In winding webs, the winding hardness is a significant factor for further 
processing. Particularly with paper webs it is very important for the 
winding hardness to have a specific progression across the entire paper 
roll diameter. 
In general, the winding hardness should drop from a certain initial value 
to a final value. The drop should be maximally uniform from the first to 
the last layer. The drop should have a certain gradient, that is, should 
not be too heavy and not too light. The progression of the winding 
hardness should not at any rate include jumps, for instance a sudden drop. 
This can be accomplished only by specific measures. When letting things 
go, the line pressure between the paper roll and the king roll(s) becomes 
ever greater, and with it also the winding hardness. 
A winder of this general type is known from DE 38 39 244. This winder 
features three king rolls. The first is stationary while the following two 
are movable and looped by a support belt. The support belt and the 
positional change of the second and third king roll serves to control the 
winding hardness across the entire paper roll diameter. The objective for 
the support belt is to provide a maximally large support surface in order 
to reduce the surface load. This winder is extremely expensive. In 
addition, it has a particularly grave disadvantage: once the paper roll 
has grown such that it is carried primarily by the support belt, strong 
vibrations may occur in the support belt, as a result of which the paper 
roll starts "dancing" and can be catapulted out of the winding bed. 
Other measures for influencing the winding hardness are distributing the 
load of the paper roll among the individual king rolls. For that purpose, 
king rolls of equal diameter have been arranged already in different 
horizontal planes, or king rolls with different diameters were used. It is 
also known that winding on a king roll with a smaller diameter will 
produce a harder paper roll than winding on a king roll with a larger 
diameter. 
Known from DE-DM 7 310 606 is a winder featuring two king rolls of equal 
size. One of them can during the winding operation be lowered from an 
upper position above the horizontal plane of the axis of the other king 
roll at the beginning of the winding operation. The objective of this 
lowering is to obtain a firmly wound core from the outset. 

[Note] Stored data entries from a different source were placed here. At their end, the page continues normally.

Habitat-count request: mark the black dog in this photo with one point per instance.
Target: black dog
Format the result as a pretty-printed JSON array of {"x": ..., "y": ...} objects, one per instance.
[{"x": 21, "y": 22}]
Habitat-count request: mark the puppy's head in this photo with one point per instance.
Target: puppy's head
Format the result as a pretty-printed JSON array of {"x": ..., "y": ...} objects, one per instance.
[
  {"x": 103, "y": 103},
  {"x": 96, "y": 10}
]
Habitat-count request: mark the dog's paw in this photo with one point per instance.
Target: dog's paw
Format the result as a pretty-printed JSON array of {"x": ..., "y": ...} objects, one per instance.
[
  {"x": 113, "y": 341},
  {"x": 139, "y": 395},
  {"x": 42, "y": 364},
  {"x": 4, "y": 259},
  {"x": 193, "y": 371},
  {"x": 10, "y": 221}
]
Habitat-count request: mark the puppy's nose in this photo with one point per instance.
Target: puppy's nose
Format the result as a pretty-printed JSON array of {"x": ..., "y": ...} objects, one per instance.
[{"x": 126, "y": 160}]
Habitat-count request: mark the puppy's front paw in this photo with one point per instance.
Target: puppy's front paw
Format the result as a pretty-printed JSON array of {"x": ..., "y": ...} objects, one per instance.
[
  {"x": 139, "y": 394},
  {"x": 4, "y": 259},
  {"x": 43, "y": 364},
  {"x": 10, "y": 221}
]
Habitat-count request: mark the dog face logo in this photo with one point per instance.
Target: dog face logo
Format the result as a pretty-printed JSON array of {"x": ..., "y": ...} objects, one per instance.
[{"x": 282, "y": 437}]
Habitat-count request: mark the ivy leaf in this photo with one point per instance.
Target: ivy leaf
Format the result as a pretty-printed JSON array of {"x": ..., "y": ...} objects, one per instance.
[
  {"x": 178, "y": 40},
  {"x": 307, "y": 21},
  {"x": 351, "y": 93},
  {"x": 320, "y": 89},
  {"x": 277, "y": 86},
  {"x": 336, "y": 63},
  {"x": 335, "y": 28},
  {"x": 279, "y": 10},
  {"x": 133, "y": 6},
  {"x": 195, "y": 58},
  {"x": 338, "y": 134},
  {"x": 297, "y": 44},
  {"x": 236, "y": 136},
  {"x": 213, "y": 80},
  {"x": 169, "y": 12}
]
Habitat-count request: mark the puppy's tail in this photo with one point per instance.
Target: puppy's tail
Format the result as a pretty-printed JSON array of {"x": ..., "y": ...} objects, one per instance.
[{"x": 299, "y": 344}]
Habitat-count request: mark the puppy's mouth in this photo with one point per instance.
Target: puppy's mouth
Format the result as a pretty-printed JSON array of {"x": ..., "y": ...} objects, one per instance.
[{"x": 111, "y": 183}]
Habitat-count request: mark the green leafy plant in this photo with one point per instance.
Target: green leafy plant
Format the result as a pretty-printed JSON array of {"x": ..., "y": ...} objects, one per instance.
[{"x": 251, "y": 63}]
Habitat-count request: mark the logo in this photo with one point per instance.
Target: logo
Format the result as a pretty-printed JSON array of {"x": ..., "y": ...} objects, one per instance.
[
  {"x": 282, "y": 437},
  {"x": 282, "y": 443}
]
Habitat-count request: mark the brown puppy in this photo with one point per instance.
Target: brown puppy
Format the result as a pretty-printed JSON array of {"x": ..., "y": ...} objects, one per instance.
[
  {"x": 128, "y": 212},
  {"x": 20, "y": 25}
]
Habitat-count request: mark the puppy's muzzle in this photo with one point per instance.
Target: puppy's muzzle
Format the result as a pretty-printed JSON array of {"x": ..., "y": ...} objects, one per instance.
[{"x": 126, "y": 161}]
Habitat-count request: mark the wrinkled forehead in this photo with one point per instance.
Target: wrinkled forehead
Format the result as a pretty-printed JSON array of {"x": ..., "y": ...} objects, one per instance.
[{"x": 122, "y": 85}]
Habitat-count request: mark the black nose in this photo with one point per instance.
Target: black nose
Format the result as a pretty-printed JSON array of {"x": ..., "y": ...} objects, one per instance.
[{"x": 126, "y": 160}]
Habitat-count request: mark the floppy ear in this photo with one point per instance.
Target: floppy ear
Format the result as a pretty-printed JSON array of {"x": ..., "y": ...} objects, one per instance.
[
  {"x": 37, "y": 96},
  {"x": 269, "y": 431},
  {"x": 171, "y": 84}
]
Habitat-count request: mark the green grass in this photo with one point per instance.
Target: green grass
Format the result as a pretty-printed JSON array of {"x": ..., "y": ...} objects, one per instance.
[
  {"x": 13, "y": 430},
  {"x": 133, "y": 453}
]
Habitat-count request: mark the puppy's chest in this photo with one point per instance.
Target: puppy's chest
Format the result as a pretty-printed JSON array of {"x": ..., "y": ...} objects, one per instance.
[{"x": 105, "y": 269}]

U.S. Pat. No. 2,461,387 describes a winder that includes two powered king 
rolls of different diameters. The one with the smaller diameter has a 
coating with a greater coefficient of friction and is powered at a higher 
speed than the other king roll, thereby exerting a tension on the outer 
layer of the web. 
DE-OS 27 57 247 concerns a winder with king rolls of the same diameter. The 
winding hardness is controlled by variation of the mutual spacing of the 
king rolls. 
DE-PS 678 585 describes a winder with two king rolls of which the first has 
a hard shell and the second a soft shell. The axes of the two rolls are 
situated in one and the same horizontal plane. 

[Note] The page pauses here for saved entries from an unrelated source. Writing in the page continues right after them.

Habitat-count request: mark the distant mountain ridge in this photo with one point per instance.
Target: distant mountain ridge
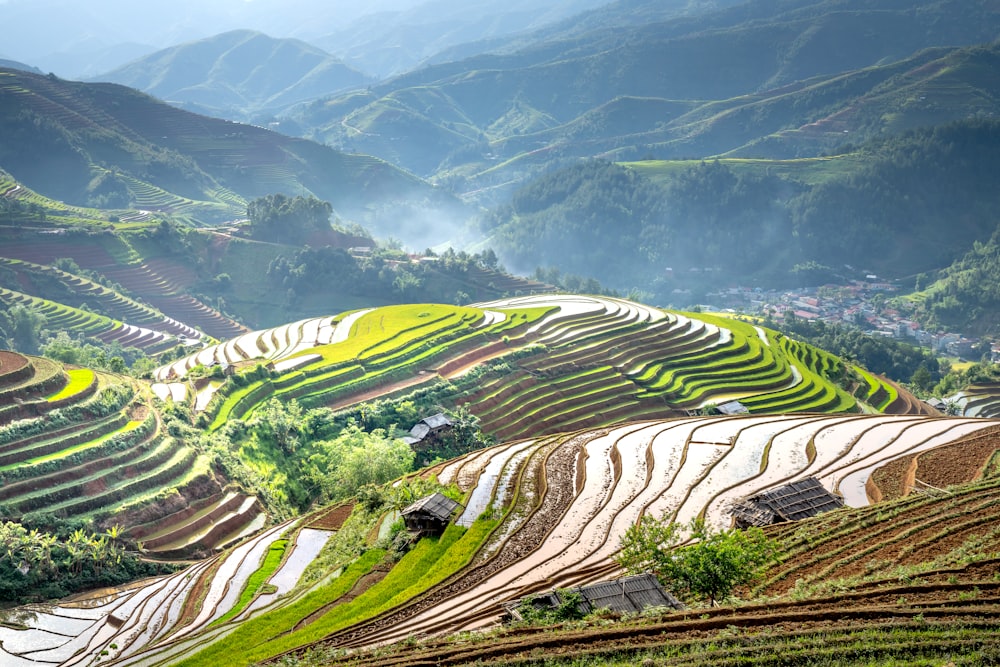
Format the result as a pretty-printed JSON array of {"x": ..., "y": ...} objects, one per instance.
[
  {"x": 13, "y": 64},
  {"x": 238, "y": 73},
  {"x": 459, "y": 120},
  {"x": 79, "y": 142}
]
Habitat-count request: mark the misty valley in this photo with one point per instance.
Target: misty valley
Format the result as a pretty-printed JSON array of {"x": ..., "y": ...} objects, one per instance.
[{"x": 445, "y": 332}]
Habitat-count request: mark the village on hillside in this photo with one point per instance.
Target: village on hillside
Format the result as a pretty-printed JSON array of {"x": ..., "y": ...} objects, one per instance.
[{"x": 861, "y": 303}]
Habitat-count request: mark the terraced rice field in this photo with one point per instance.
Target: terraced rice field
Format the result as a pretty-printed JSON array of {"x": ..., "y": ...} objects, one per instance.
[
  {"x": 598, "y": 361},
  {"x": 565, "y": 500},
  {"x": 159, "y": 283},
  {"x": 84, "y": 444}
]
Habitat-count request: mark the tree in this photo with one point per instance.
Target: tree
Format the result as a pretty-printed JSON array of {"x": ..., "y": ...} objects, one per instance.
[
  {"x": 710, "y": 568},
  {"x": 25, "y": 330},
  {"x": 284, "y": 219}
]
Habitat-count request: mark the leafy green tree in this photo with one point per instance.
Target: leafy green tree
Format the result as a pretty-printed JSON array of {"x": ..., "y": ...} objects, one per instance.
[
  {"x": 24, "y": 329},
  {"x": 709, "y": 568},
  {"x": 354, "y": 459}
]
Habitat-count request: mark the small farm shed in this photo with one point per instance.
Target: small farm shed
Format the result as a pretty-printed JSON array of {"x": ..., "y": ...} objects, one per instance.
[
  {"x": 627, "y": 595},
  {"x": 732, "y": 408},
  {"x": 791, "y": 502},
  {"x": 427, "y": 427},
  {"x": 430, "y": 514}
]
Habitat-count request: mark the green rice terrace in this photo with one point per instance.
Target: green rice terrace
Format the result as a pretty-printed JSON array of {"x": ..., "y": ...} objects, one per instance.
[
  {"x": 602, "y": 410},
  {"x": 147, "y": 293}
]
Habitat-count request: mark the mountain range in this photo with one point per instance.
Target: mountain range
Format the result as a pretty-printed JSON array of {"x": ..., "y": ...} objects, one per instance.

DE-A-44 02 624 shows and describes a winder where the space bounded by the 
king rolls and the paper roll is fashioned as a pressure-tight chamber 
with a port for compressed air. Air volume and air pressure can be 
controlled in keeping with the growing weight of the paper roll. However, 
this involves appreciable problems in sealing the pressure chamber. 

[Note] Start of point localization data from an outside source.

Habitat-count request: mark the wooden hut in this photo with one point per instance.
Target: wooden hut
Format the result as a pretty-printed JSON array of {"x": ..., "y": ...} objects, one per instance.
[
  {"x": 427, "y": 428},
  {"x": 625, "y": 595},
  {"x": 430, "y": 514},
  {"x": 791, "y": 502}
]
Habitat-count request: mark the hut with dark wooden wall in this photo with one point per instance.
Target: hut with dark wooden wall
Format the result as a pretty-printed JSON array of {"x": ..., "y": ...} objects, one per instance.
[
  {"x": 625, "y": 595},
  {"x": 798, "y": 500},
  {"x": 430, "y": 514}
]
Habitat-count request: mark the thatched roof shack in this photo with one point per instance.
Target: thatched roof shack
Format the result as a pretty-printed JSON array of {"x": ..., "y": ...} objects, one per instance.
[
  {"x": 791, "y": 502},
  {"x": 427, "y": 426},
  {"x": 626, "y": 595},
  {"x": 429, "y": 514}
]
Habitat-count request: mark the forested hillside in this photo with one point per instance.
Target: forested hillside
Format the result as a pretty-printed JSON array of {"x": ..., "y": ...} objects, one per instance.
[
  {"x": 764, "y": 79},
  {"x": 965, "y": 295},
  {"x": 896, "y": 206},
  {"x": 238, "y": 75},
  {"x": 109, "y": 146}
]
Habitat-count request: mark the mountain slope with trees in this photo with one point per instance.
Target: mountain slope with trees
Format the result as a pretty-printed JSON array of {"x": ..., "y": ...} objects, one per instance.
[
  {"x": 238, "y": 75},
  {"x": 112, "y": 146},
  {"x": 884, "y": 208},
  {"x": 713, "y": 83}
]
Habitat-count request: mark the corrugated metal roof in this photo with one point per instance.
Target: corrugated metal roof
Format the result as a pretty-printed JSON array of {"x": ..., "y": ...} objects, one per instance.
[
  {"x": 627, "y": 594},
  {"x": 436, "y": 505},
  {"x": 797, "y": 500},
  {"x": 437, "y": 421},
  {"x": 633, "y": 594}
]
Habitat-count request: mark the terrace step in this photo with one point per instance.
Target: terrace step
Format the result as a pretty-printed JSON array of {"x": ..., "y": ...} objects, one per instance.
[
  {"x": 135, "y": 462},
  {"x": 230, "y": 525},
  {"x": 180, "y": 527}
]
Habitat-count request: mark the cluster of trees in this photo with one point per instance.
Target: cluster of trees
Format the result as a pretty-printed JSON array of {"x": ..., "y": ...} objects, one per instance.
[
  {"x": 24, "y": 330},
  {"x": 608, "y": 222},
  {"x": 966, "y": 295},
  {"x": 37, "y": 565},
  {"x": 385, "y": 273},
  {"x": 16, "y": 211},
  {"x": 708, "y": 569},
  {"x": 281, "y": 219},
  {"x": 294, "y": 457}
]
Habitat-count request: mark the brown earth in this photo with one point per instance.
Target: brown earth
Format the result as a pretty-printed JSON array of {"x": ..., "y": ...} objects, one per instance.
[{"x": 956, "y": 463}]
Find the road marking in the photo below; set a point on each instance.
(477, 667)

The problem underlying the invention is therefore to configure a winder of 
this general type in such a way that a controlled winding hardness is 
achievable across the winding diameter, that the diameter of the 
individual paper roll can be chosen still greater than heretofore, without 
inviting the feared busting of the outer turns of the paper roll, and 
that--most of all--air inclusions between the paper roll layers will be 
avoided. 
SUMMARY OF THE INVENTION 
This problem is solved by the features of the present invention. In the 
present invention, the support belt is arranged between the two king 
rolls, and the support belt is backed by a support element adapted to be 
forced on it. The support element features a support surface on which 
slides the support belt, and whose radius is variable in accordance with 
the radius of the paper roll. 
From the great number of winders with an immeasurable variety of individual 
features, the inventor has chosen the inventive combination of features. 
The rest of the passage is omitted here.